Security vulnerabilities are cheapest to fix before they are written. Shift left means moving security checks as early in the development lifecycle as possible. A pre-commit hook runs in under a second and blocks nothing that was going to work anyway. A production incident review involves on-call engineers, customer communication, and a post-mortem.

The interesting question is not whether to shift left, but how far left you can go. The answer is: as far as you like. The full stack runs on open-source tools, GitHub Actions free tier, and a scheduled Lambda. No enterprise contract required.

Four-stage shift-left security diagram: pre-commit, CI PR check, scheduled scan, external/on-demand
The four stages of defence. Cost to fix increases left to right. The goal is to catch everything in stage 1.

Stage 1: pre-commit

Pre-commit hooks run locally on every git commit. They have no network dependency, no queue, no CI minutes. If they fail, the commit is rejected before it leaves the developer's machine.

The hooks configured in this stack:

Hook What it catches
terraform_fmt HCL formatting — enforced before the file is committed, not after review
tflint Terraform IaC linting — provider-specific rules, deprecated arguments, type errors
ruff Python lint — style, unused imports, obvious bugs — sub-second on any codebase
mypy Python type checking — catches type mismatches before runtime
bandit Python SAST — injection patterns, hardcoded passwords, shell=True, weak crypto

The combined runtime for all five hooks on a typical Python + Terraform repo is under three seconds. There is no reason not to run them.

Stage 2: CI PR check

Two workflows run on every pull request: python-ci.yml (application security) and iac-scan-orca.yml (infrastructure security). Critical or High findings block the merge. Medium and Low findings annotate the PR without blocking.

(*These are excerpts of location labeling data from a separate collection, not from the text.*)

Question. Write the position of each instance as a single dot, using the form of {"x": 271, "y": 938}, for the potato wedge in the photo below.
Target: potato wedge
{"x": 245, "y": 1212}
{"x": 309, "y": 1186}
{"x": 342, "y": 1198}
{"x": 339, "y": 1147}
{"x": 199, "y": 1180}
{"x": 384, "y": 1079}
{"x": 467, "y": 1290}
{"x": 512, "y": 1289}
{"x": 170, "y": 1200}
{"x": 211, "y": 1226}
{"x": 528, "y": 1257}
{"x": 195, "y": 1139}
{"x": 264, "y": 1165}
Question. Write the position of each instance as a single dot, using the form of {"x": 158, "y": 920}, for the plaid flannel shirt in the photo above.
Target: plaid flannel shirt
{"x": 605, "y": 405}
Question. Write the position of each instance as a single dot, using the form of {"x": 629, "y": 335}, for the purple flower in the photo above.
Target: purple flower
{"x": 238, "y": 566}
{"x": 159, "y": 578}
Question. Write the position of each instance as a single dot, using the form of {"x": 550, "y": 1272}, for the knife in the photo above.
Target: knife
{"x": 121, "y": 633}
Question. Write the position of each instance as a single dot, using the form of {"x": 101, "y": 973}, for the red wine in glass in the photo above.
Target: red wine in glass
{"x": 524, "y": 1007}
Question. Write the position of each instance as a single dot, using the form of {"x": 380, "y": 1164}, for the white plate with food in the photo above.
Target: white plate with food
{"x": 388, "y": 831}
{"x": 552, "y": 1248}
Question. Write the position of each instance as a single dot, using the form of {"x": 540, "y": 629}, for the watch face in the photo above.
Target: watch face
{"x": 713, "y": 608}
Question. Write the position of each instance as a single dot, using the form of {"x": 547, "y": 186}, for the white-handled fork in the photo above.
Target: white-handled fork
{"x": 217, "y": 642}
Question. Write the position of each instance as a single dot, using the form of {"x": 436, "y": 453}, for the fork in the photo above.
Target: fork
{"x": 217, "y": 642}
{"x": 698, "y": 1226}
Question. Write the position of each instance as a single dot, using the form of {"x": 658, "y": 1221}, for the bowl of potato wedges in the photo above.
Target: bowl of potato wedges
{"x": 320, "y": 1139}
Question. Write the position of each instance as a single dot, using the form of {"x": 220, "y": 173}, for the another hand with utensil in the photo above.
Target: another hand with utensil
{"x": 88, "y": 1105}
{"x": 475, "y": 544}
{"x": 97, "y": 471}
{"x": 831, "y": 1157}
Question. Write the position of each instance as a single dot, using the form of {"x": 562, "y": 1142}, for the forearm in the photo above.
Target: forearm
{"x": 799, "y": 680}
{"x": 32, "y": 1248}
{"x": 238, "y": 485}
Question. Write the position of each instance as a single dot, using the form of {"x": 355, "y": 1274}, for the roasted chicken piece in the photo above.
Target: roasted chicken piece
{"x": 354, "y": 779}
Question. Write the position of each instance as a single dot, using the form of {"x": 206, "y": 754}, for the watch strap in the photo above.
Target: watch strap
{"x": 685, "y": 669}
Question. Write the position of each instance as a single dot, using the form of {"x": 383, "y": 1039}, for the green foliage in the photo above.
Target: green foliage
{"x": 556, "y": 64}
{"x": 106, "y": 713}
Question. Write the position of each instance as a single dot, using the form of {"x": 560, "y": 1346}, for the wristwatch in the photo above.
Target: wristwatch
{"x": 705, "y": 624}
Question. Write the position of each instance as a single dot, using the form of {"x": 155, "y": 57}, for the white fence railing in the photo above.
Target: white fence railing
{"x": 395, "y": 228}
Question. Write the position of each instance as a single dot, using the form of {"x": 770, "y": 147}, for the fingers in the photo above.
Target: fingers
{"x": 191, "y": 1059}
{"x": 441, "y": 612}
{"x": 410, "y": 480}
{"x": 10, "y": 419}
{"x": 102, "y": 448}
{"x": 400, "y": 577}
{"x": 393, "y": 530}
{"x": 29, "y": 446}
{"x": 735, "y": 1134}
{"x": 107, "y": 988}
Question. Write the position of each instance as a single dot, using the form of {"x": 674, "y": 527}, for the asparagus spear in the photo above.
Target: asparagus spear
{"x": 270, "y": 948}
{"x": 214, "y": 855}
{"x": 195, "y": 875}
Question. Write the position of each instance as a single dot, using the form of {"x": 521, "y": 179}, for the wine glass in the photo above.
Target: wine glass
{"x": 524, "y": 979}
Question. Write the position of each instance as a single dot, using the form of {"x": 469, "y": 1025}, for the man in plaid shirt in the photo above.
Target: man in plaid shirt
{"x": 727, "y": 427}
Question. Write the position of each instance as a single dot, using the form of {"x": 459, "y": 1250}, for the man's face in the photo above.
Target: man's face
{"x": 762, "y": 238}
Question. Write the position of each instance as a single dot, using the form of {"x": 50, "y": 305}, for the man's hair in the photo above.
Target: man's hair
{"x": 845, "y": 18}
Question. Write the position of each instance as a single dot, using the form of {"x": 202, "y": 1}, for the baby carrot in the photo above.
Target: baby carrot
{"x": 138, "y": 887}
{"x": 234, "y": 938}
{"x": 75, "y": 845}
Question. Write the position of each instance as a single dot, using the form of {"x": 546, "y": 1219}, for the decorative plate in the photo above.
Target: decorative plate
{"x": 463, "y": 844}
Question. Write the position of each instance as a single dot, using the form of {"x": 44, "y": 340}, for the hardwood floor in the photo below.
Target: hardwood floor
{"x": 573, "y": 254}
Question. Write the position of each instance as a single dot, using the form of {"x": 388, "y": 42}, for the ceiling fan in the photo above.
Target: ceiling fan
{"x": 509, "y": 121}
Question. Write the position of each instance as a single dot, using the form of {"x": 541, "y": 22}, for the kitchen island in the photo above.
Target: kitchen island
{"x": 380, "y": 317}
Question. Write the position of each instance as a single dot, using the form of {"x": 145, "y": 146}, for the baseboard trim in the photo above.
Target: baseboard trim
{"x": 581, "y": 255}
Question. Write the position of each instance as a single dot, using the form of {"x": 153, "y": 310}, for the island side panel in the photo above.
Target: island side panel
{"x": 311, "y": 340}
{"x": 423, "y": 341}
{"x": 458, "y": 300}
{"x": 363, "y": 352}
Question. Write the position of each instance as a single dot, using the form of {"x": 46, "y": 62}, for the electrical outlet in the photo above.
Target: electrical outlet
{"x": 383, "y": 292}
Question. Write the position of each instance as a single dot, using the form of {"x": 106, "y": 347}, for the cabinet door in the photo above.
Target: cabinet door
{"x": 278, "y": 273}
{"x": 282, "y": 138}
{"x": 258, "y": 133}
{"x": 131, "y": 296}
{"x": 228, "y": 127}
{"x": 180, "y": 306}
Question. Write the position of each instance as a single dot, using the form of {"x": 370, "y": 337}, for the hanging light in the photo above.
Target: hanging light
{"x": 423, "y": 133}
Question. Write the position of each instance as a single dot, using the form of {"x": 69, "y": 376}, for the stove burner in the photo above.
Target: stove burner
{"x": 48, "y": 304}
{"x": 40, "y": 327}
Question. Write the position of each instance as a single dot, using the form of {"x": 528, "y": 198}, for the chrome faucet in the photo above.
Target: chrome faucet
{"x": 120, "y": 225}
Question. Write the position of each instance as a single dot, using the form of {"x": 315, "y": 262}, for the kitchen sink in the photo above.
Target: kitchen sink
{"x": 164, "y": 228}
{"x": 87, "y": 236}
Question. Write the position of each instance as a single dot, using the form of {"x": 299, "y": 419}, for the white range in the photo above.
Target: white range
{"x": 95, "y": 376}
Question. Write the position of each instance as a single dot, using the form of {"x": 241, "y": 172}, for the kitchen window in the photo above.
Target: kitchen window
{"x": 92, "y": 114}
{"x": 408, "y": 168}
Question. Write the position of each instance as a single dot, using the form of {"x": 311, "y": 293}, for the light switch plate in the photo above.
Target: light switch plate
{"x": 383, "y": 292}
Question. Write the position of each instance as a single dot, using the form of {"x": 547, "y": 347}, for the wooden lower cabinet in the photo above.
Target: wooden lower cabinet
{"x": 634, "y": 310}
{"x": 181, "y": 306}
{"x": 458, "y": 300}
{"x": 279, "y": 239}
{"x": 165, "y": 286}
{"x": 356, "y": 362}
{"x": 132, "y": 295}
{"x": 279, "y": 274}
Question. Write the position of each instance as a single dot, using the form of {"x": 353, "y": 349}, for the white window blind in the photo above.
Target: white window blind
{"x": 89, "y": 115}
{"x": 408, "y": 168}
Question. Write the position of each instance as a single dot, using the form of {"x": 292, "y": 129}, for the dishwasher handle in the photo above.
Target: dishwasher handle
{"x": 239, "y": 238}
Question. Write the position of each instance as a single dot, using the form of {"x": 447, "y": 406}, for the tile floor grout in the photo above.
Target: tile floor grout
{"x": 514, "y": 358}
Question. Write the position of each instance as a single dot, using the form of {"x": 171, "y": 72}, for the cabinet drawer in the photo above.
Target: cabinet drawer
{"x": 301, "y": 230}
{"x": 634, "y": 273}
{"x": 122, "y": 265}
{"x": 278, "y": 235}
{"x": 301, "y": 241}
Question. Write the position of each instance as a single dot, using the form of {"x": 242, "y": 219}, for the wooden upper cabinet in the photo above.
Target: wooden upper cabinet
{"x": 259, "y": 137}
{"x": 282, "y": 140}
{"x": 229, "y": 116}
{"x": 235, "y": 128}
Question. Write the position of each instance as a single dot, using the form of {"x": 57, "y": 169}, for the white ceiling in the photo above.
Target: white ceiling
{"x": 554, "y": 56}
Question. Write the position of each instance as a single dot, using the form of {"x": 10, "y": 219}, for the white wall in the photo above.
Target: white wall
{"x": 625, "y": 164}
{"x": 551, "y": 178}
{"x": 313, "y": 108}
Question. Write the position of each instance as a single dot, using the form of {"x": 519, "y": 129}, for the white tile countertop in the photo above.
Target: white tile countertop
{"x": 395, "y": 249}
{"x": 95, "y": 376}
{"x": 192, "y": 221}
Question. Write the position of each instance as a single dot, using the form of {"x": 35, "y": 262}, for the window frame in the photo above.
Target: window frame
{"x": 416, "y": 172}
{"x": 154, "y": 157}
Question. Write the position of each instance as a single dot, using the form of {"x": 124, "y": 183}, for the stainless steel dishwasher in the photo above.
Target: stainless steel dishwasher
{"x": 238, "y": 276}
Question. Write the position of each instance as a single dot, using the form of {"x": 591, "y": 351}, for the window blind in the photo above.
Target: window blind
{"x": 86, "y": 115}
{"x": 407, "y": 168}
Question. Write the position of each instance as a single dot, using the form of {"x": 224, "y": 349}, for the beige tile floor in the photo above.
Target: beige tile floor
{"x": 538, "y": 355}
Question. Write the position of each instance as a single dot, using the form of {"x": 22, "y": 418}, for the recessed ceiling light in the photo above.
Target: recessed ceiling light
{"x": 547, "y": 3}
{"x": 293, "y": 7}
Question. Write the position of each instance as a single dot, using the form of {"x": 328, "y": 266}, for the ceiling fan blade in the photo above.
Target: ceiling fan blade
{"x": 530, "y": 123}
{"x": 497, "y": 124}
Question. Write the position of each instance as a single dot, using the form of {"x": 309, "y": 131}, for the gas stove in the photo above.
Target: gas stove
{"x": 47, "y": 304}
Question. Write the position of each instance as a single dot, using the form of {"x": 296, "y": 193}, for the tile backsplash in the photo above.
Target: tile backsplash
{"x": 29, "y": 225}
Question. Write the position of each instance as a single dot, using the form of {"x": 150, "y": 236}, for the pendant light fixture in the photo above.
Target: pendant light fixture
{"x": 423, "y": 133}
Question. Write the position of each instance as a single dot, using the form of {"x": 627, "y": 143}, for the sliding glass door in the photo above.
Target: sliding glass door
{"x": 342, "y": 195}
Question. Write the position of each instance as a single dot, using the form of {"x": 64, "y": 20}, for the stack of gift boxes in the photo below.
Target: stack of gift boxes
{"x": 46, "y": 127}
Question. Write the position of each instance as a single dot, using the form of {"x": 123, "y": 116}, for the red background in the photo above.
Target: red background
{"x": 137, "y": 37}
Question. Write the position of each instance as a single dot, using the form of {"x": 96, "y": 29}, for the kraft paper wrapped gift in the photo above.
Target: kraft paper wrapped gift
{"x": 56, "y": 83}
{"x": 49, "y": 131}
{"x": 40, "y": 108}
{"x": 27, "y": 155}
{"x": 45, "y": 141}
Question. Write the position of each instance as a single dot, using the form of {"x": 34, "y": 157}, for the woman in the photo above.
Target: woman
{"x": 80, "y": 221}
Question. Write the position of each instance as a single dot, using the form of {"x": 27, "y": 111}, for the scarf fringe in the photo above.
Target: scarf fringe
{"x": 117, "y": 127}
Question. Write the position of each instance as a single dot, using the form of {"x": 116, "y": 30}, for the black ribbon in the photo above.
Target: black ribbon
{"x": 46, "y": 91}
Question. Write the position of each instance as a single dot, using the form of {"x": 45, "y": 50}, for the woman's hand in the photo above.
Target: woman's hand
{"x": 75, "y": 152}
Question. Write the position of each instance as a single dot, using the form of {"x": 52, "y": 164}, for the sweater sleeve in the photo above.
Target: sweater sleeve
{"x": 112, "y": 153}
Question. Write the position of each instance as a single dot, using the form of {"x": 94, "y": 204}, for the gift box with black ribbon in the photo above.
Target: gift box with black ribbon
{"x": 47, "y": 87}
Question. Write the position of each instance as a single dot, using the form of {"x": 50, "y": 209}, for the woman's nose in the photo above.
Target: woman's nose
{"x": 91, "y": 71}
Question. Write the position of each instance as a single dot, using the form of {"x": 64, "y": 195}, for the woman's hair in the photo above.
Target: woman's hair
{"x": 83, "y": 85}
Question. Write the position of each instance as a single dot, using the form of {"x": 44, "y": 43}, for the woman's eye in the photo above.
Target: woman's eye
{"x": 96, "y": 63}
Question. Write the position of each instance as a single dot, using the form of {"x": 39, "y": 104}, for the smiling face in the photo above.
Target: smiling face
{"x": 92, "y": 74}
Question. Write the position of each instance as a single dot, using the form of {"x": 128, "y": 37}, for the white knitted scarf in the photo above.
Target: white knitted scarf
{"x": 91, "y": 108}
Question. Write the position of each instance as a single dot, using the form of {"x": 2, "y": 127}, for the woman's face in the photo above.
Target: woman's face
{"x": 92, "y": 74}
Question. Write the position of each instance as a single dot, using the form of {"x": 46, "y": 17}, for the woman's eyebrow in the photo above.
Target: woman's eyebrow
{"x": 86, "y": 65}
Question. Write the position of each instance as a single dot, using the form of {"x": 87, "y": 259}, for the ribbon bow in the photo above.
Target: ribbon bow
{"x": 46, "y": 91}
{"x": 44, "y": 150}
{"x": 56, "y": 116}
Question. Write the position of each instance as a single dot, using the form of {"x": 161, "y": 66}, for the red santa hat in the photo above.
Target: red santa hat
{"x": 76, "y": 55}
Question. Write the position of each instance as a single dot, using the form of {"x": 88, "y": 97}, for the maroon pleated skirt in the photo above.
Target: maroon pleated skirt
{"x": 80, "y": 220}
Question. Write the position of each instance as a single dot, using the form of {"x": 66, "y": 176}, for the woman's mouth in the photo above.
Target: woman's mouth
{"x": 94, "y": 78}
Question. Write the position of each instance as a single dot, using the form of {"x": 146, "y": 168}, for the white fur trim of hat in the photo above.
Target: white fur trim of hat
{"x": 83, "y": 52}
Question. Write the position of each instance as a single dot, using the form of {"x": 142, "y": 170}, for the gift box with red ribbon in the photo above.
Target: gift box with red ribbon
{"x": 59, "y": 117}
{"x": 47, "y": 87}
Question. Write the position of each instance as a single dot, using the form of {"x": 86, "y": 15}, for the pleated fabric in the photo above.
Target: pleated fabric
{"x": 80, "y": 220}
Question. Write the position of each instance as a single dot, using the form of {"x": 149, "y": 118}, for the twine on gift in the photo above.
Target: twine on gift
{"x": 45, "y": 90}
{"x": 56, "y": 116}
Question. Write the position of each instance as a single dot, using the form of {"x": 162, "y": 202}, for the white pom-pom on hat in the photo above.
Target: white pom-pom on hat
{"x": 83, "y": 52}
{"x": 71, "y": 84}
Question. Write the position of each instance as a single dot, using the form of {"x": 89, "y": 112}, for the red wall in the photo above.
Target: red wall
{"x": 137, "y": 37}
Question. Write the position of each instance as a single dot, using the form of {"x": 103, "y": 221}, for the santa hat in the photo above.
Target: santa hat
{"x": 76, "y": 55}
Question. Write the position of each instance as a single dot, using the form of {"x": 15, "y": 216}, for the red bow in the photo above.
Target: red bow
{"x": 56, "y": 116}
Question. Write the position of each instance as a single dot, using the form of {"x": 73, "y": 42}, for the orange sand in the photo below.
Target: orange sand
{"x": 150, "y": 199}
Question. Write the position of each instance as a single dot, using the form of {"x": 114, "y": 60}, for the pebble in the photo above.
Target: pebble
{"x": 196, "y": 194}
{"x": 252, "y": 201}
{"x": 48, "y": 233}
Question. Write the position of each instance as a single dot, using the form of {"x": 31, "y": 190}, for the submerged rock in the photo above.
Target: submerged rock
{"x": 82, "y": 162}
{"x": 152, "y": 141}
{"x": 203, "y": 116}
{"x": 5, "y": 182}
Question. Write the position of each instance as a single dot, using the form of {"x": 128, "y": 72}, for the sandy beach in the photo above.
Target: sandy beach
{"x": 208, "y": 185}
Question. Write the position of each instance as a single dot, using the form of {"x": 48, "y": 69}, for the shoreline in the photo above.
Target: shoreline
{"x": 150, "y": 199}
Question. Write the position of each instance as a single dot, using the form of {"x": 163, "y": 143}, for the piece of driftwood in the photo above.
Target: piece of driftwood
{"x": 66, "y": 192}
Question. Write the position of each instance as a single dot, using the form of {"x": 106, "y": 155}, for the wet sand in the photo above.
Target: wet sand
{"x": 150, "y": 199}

The PR check adds tools that are too slow for pre-commit but fast enough for CI:

Tool What it catches
Semgrep Cross-language SAST with community rulesets — injection, auth bypass, misuse of crypto APIs
pip-audit Known CVEs in Python dependencies, cross-referenced against PyPI Advisory Database
Orca IaC scan Terraform misconfiguration — public exposure, missing encryption, overpermissive IAM
pytest (70% gate) Regression guard — not security-specific, but a regression that bypasses auth is a security issue

Stage 3: scheduled scans

Some security problems cannot be caught at commit or PR time. Two categories matter here:

Secrets committed and later rotated. A developer commits an AWS key, realises, rotates it, and removes it in a follow-up commit. The secret is gone from HEAD — but it is still in git history. Gitleaks scans the full commit history on a nightly schedule and will find it. The rotation was correct; the history still needs to be reviewed and optionally rewritten.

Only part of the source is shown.